General Math: $2$-Tensors live in the the tensor product space of a space and itself (that is what it means to be a tensor of rank $2$). If vectors live in the fundamental representation $V$, then $2$-tensors live in $V\otimes V$. It is a relatively simple mathematical fact that this 'square' tensor product can always be decomposed into Symmetric and Anti-Symmetric parts: $$V\otimes V \cong [V \odot V] \oplus [V \wedge V]$$

It is important to note that if $\operatorname{dim}(V) = n$: $$\operatorname{dim}(V\otimes V) = n^2$$ and $$\operatorname{dim}(\operatorname{Sym}^2(V))= \frac{n(n+1)}{2},\quad \operatorname{dim}(\operatorname{Alt}^2(V)) = \frac{n(n-1)}{2}$$ That is to say, the space of $2$-tensors decomposes into symmetric tensors and anti-symmetric tensors. It is also well known that all representations of semi-simple lie groups appear as components of the direct sum within representations of tensor products of the fundamental representation. That is to say, because the tensor product space decomposes this way, each of those pieces of the direct sum must be a representation of the relevant group.

All of this is to say that Symmetric $2$-tensors and Anti-symmetric $2$-tensors, must represent fundamentally different kinds of physical quantities, because they are not the same dimension, and so cannot live in the same representation of the symmetry group our physics respects.

Specific to the physics: Representations of the Lorentz group can be indexed by pairs of half integers. $(j_1,j_2)$. The fundamental/vector representation can be identified with the $(\frac{1}{2},\frac{1}{2})$ rep.

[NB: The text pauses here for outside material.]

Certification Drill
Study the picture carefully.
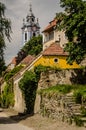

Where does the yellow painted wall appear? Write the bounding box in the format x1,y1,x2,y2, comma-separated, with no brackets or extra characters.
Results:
33,56,79,69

This is a spin-1 rep, because the spin of a rep is $j_1+j_2$, and the dimension is $(2j_1+1)(2j_2+1)$. The tensor product space in this case decomposes into the following direct sum: $$ (\frac{1}{2},\frac{1}{2})\otimes(\frac{1}{2},\frac{1}{2}) = [(1,1)\oplus(0,0)]\oplus[(1,0)\oplus(0,1)] = [\operatorname{Sym}^2(V)]\oplus[\operatorname{Alt}^2(V)] $$ Where I have intentionally grouped the representations into the symmetric and alternating parts. The way one should read the latter equation is: "The $16$ dimensional space of $2$-tensors on Minkowski space can be split into a $9$ dimensional Spin-$2$ traceless symmetric piece, the $1$-dimensional trace (transforms as a scalar because trace is invariant), and a $6$ dimensional Spin-$1$ anti-symmetric piece".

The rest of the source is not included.